When reviewing answer choices to a weaken question for a causal argument, ask yourself "does this answer suggest an alternate cause? Does it show the cause is present when the effect is not, of the effect is present when the cause is not? Does it suggest that the causal relationship may be reversed? Does it undermine any data that the author relied on in arriving at their conclusion?"
Answer B is a little subtle. If you look at the cause not as being a fishing ban, exactly, but as "less fishing", then you can see that answer B shows a case of the cause being absent (if there wasn't much fishing to begin with, the ban wouldn't lead to much less fishing), but the effect is still present (fish numbers increasing). The ban probably isn't the cause, because it wouldn't have changed the situation much, if any. Something else has to be the cause of the rebound.
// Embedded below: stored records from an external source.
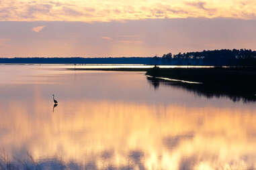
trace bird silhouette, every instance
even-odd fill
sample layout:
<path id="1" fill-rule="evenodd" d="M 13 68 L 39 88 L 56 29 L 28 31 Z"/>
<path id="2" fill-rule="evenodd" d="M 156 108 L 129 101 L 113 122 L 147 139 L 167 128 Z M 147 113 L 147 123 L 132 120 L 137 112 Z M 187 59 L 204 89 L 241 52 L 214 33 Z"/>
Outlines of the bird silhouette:
<path id="1" fill-rule="evenodd" d="M 53 108 L 52 108 L 52 112 L 54 112 L 54 108 L 55 107 L 56 107 L 58 106 L 58 104 L 54 104 L 54 105 L 53 106 Z"/>
<path id="2" fill-rule="evenodd" d="M 52 98 L 53 98 L 53 102 L 54 102 L 55 104 L 58 104 L 57 100 L 56 100 L 55 98 L 54 98 L 54 94 L 52 94 Z"/>

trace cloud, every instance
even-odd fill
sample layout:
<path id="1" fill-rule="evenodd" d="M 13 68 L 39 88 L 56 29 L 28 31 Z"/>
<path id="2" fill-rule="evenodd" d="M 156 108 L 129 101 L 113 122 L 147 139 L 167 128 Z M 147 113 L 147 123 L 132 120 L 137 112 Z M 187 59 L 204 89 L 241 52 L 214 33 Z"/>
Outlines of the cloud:
<path id="1" fill-rule="evenodd" d="M 255 19 L 256 3 L 247 0 L 87 1 L 1 0 L 0 21 L 112 21 L 157 18 Z M 124 5 L 125 4 L 125 5 Z M 200 9 L 200 10 L 198 10 Z M 231 9 L 231 10 L 230 10 Z"/>
<path id="2" fill-rule="evenodd" d="M 32 28 L 32 31 L 34 31 L 34 32 L 36 32 L 36 33 L 39 33 L 39 32 L 41 31 L 42 29 L 43 29 L 44 27 L 46 27 L 46 25 L 35 27 L 33 27 L 33 28 Z"/>
<path id="3" fill-rule="evenodd" d="M 108 41 L 112 41 L 113 38 L 109 37 L 101 37 L 103 39 L 108 40 Z"/>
You could also look at answer B as a type of attack on the data, which is the least common of our 5 causal attacks. The author making this claim about the ban being the cause has to have assumed that there was a substantial enough amount of fishing going on before the ban to have impacted the fish population. If that assumption about the data turns out to be false, that weakens the causal claim that relied on that assumption.
Take another look at answer D, and look for more than just a similar situation. Look for whether that situation gives you one of the five things that weakens a causal argument. I think you'll find that it only gives you half the picture, and that will make it much easier to reject.